You are viewing a plain text version of this content. The canonical link for it is here.

Posted to user@nutch.apache.org by Bruno Thiel <br...@objectconsulting.com.au> on 2006/10/18 02:21:07 UTC

Indexing the file system / best approach

All,

I want to get nutch to index the file system. My first approach was to
nfs-mount the file system and et nutch crawl through the hierachary over
http/Apache. This turned out to be fairly slow  ~3,000 fetches per hour. 
Next approach was to go via file:/// <file:///>  and to generate a file list
to be crawled. This file list is fairly big ~200,000 entries, and with the
current 0.8.1 release of nutch the fetcher just freezes right at the end of
a crawl. Other strategies to split up the filelist into smaller parts
~20,000 and subsequently merging the indexes still fail for the same reason.

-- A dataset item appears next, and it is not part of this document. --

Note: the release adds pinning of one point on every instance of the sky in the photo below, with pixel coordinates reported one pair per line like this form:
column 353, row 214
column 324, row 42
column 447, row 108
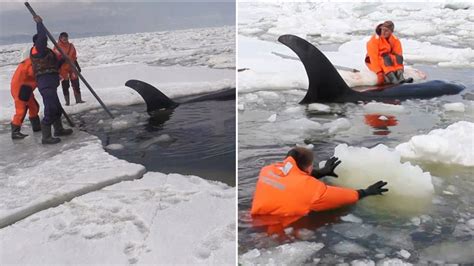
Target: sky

Anybody doing an extensive crawl with nutch through the file system in the
community - what's your setup?

Cheers, Bruno

Re: Indexing the file system / best approach

Posted by Sami Siren <ss...@gmail.com>.

Bruno Thiel wrote:
> All,
>
> I want to get nutch to index the file system. My first approach was to
> nfs-mount the file system and et nutch crawl through the hierachary over
> http/Apache. This turned out to be fairly slow  ~3,000 fetches per hour. 
> Next approach was to go via file:/// <file:///>  and to generate a file list
> to be crawled. This file list is fairly big ~200,000 entries, and with the
> current 0.8.1 release of nutch the fetcher just freezes right at the end of
> a crawl.
What exactly happens when your fetcher freezes? 200 000 entries is not a 
big list to
be fetched.

--
 Sami Siren